The studio from which the show was aired contained photos of him, as seen in the adjacent picture. De Graaff was an inspiration for the show, and some of the production work for the show was disguised as a show memorializing him.

==Criticism and reactions==

===Prior to the airing of the show===
Joop Atsma, a member of the House of Representatives for the Christian Democratic Appeal, had attempted to censor the show. Dutch culture minister Ronald Plasterk, citing Dutch law, refused to prohibit the television program, although he found the program to be unethical due to its competitive element. Before the show aired, the Dutch Kidney Foundation told a reporter "they welcomed all the attention the show had brought on the subject" but also stated that "their way of doing it is not ours, and it will bring no practical solution". In a press statement, the foundation also stated that they had asked BNN to cease using their logo in The Great Donor Show's logo (note the icon of a kidney instead of an "o" in the logo, as seen at the top right of the page), for which BNN had never asked permission. The Dutch prime minister, Jan Peter Balkenende, had expressed his concerns for what he believed would damage the reputation of the Netherlands.

Laurens Drillich, the chairman of BNN at the time, defended the program and argued that the network deliberately wants to shock people and draw attention to the shortage of organ donors. "We very much agree that it's bad taste but we also believe that reality is even worse taste. I mean, it's going very, very bad with organ donorship in the Netherlands. We as a broadcaster, BNN, had someone who started our TV station who needed kidneys and was on a waiting list and died eventually at the age of 35. That happened five years ago and in the last five years the situation has only gotten worse in the Netherlands."

The international community condemned the broadcast. A co-chair of the UK National Kidney Foundation said the show was only operating on shock value, and that Endemol had not considered the ramifications of competing for a kidney on live TV.

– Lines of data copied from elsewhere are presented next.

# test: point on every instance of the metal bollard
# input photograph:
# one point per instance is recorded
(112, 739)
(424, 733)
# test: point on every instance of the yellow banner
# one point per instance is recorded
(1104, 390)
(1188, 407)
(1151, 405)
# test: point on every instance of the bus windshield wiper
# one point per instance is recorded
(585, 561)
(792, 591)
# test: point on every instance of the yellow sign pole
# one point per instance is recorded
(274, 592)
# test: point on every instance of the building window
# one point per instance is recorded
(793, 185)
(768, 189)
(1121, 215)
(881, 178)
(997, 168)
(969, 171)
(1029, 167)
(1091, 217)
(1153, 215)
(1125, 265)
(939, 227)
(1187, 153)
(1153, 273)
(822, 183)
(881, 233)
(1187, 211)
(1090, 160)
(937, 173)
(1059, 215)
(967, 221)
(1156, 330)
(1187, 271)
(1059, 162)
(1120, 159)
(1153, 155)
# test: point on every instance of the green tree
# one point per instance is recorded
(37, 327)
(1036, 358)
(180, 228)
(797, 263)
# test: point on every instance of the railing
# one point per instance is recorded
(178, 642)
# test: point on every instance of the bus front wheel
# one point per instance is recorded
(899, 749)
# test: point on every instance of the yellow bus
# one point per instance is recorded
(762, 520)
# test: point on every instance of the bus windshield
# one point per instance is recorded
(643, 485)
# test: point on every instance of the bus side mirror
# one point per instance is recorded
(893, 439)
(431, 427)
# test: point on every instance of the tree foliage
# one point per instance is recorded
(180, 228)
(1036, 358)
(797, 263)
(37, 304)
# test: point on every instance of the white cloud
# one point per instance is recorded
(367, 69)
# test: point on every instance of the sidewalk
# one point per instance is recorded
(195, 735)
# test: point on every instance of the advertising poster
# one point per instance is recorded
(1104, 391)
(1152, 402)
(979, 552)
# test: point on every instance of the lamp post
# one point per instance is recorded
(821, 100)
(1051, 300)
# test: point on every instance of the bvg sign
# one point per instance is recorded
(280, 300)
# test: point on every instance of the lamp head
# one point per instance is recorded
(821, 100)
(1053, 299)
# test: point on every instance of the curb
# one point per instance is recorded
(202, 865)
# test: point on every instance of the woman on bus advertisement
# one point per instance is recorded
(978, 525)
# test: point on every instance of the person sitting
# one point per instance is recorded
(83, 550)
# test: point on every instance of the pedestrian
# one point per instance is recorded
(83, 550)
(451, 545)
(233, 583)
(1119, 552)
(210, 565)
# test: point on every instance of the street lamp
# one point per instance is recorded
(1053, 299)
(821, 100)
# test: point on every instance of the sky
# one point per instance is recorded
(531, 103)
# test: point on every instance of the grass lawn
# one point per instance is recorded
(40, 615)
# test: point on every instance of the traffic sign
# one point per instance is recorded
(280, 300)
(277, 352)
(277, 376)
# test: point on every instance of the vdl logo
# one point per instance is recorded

===After the airing of the show===
In a press statement after the show, the director of Endemol, Paul Römer, stated "Let there be no misunderstanding, I would never make a program such as 'The Great Donor Show' for real. I do understand the massive outrage very well. But I also hope for people to understand why we did this. It was necessary to get the shortage of donors back on the political agenda. I call up everybody to get very angry about that, and to fill in a donor form."

Minister of Education, Culture, and Science Ronald Plasterk told the press he now thought that "the show had been a fantastic idea, and a great stunt". Joop Atsma, MP for the Christian Democrats, who had previously attempted to prohibit the show, has called it a "tasteless show", and claimed that he feels it didn't contribute to the solving of the problem.

A few hours after the show BNN had already received SMS messages from over 12,000 viewers who told the network that they would fill in a donor form. The day after, 30,000 donor forms were requested, and two days after the show the official Dutch TV news broadcast "NOS News" announced that 50,000 people had requested a donor form to be sent to them. In July, a month after the show aired, 7,300 new donors were registered by the Dutch donor registration.

In 2020, thirteen years later, all three participants in the show, Vincent Moolenaar, Charlotte Trieschnigg, and Esther-Clair Sasabone, were still alive.

====Dutch TV moment of the year 2007====
On January 12, 2008, the scene during which Patrick Lodiers revealed that the show was a hoax with the purpose of drawing attention to the Dutch donor shortage problem was voted as the best Dutch TV moment of the year 2007. During a brief speech, the chairman of BNN, Laurens Drillich, said the following: "The show was aired in June, today is January. Dutch politicians promised to put donor shortage on their agenda. We're still waiting for a reaction."

====Awards====
The show won a 2008 International Emmy for non-scripted entertainment.